Alibaba last month announced that it bought back billions of dollars worth of stock from Yahoo! in a step toward independence from the US Internet pioneer.
The California company’s revenue from display advertising was little changed from the same quarter last year but Yahoo! reported its income from ads served up with online search results was up 11 percent.
The earnings topped Wall Street expectations and Yahoo! shares climbed nearly three percent to $16.20 in after-market trading on the Nasdaq.
“Yahoo! had a solid third quarter, and we are encouraged by the stabilization in search and display revenue,” said chief executive Marissa Mayer.

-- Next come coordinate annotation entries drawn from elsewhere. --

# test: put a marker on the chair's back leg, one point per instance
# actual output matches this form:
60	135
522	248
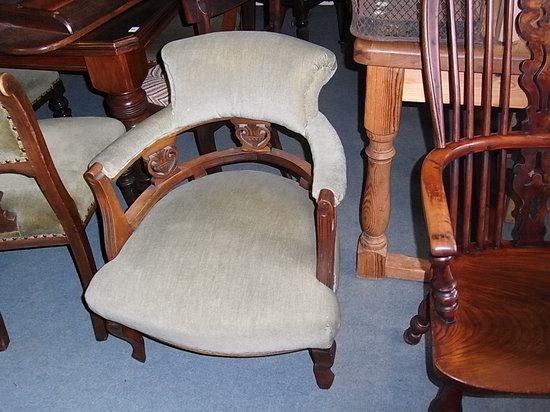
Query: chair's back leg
4	337
448	399
58	103
323	359
85	265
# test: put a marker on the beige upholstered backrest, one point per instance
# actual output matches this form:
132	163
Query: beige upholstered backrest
280	88
255	75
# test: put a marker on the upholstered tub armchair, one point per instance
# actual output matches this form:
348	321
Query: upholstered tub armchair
238	263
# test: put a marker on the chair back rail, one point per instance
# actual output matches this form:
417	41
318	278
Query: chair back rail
162	162
161	159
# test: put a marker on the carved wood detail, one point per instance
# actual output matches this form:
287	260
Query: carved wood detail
531	194
8	220
163	163
254	136
534	28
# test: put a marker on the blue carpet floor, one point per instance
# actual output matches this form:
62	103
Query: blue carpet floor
54	363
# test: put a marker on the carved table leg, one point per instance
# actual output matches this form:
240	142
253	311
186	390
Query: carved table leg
448	399
121	77
384	89
4	337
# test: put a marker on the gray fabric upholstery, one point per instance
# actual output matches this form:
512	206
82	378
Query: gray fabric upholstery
256	75
225	265
72	142
35	83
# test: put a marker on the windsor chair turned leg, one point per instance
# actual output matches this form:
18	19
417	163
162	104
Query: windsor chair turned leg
384	91
420	323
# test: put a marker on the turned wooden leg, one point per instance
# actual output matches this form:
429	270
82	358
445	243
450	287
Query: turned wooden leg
448	399
419	325
444	289
384	89
276	15
133	337
4	337
323	359
58	103
120	77
343	15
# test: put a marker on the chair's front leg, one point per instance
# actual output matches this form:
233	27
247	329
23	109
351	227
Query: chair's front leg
323	359
4	337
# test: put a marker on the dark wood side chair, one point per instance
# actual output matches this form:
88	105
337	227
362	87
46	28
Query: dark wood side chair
300	11
487	307
44	200
42	86
238	263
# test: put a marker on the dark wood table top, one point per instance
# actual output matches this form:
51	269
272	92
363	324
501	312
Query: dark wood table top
131	30
40	26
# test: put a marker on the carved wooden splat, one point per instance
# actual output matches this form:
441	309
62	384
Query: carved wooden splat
163	163
253	134
8	220
531	193
534	28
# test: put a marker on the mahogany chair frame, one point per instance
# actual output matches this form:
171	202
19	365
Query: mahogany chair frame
38	165
465	180
161	159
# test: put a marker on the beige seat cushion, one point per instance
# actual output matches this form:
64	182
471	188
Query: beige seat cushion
72	143
35	83
224	265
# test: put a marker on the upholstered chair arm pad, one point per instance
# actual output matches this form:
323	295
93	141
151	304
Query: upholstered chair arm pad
124	151
329	161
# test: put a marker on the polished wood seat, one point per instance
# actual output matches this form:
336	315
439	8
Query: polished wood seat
489	297
501	324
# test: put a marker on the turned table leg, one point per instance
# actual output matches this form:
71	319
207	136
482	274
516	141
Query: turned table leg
120	77
384	89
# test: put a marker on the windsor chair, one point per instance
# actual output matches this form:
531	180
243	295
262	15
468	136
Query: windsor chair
237	263
487	306
44	199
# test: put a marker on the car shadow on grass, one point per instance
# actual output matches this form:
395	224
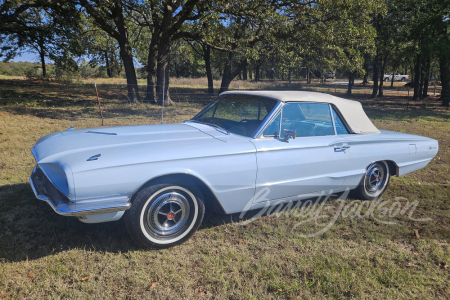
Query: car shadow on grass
30	229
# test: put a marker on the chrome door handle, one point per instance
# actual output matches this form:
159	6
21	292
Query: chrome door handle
341	148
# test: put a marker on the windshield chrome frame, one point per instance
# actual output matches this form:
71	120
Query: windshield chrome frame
269	118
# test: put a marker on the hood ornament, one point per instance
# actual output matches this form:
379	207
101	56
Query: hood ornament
94	157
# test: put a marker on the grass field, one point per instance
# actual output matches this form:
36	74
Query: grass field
44	255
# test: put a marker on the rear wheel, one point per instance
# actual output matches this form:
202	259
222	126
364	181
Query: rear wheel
164	215
374	182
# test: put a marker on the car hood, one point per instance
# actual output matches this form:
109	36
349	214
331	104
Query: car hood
49	148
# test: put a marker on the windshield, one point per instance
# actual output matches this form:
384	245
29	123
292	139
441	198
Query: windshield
238	113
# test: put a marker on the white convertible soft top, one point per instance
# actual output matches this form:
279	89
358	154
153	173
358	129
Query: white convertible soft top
352	111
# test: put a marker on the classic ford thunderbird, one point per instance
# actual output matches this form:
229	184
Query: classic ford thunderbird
289	145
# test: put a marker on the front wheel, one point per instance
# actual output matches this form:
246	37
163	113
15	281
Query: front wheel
164	215
374	182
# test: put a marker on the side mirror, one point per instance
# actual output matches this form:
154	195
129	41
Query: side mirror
289	134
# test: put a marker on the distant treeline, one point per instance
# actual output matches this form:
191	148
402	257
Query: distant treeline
34	70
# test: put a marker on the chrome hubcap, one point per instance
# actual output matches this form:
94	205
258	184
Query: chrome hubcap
168	213
375	178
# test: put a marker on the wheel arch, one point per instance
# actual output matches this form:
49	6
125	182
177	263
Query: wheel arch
393	167
210	199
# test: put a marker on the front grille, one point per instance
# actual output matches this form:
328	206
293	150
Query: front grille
44	187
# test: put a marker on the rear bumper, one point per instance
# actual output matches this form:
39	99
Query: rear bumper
44	190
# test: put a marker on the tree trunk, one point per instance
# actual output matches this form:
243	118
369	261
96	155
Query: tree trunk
383	68
130	72
392	80
108	68
256	72
151	71
445	78
375	76
417	77
228	73
162	75
207	58
44	70
422	78
349	89
366	69
426	77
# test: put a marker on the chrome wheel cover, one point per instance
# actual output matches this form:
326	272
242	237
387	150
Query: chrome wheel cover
375	179
168	214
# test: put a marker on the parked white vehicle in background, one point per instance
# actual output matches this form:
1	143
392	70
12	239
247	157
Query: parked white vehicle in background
397	77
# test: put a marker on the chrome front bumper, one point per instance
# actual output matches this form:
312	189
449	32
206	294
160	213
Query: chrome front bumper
44	190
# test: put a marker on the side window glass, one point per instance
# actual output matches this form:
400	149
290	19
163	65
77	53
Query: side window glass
307	119
273	128
340	127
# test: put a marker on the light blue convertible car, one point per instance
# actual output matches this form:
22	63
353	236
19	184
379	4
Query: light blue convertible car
292	144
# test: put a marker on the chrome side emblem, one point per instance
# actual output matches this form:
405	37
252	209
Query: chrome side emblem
100	132
94	157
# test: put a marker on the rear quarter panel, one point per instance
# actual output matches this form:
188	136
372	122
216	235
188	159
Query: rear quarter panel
409	152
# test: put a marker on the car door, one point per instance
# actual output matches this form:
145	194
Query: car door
314	161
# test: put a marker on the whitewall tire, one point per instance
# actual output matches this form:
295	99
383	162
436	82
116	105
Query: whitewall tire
164	215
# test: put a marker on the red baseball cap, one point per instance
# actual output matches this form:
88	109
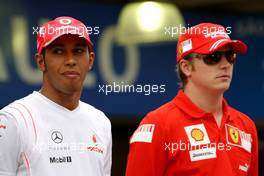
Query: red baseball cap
206	38
54	29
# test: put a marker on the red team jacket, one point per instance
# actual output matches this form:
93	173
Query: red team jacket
181	139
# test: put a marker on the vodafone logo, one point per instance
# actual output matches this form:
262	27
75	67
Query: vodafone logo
65	21
197	134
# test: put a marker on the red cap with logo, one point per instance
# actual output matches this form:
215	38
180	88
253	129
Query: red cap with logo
54	29
206	38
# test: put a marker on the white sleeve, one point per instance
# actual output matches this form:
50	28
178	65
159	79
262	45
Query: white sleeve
108	156
10	144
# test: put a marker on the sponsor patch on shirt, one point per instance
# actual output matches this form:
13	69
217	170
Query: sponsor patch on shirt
202	154
237	137
144	133
197	134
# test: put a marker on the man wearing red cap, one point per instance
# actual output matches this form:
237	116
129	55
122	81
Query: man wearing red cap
51	132
198	133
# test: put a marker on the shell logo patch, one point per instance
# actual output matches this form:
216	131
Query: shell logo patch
197	134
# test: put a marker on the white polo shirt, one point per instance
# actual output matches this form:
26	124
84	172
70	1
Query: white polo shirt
41	138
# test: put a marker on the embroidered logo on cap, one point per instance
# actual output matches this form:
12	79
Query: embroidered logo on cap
197	134
186	45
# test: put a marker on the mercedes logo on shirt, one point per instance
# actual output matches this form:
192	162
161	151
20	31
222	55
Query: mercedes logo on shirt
57	137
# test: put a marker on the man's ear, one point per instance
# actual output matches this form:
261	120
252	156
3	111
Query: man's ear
40	61
186	67
91	60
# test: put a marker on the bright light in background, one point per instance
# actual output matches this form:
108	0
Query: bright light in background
149	16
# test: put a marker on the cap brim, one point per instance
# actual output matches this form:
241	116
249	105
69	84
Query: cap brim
236	45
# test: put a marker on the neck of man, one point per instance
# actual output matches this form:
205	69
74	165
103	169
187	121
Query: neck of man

“We’re taking important steps to position Yahoo! for long-term success, and we’re confident that our focus on quality and improving the user experience will drive increased value for our advertisers, partners and shareholders.”
Mayer took over in July at Yahoo! after 13 years at Google, in a move aimed at reinvigorating the struggling Internet firm.
The encouraging earnings report marked Mayer’s return from maternity leave. She gave birth to a boy early this month.
Alibaba Group Holding Limited has completed an initial repurchase of shares from Yahoo! and “restructured its relationship with the Silicon Valley company” in transactions valued at approximately $7.6 billion.
In May, the companies revealed that more than a year of negotiations had resulted in a deal for Yahoo! to sell back its stake in Alibaba.
The transaction will be carried out in stages, with the first step calling for a repurchase by Alibaba of up to one-half of Yahoo!’s stake, or approximately 20 percent of Alibaba’s total shares.
Yahoo! would be paid in a combination of cash and newly-issued Alibaba preferred stock, the firms said.
The US company plans to return $3.65 billion in after-tax proceeds to shareholders, mostly by buying back shares of stock.
Yahoo! reported that it has already bought back $646 million worth of its stock, with $190 million spent on repurchasing shares in the recently ended third fiscal quarter.
It has been trying to reinvent itself as a “premier digital media” company since the once-flowering Internet search service found itself withering in Google’s shadow.
Yahoo! in 2009 made a deal with Microsoft to have Bing handle the labor-intensive job of finding and indexing content on the Internet, freeing itself to concentrate on interesting or personalized ways to present results.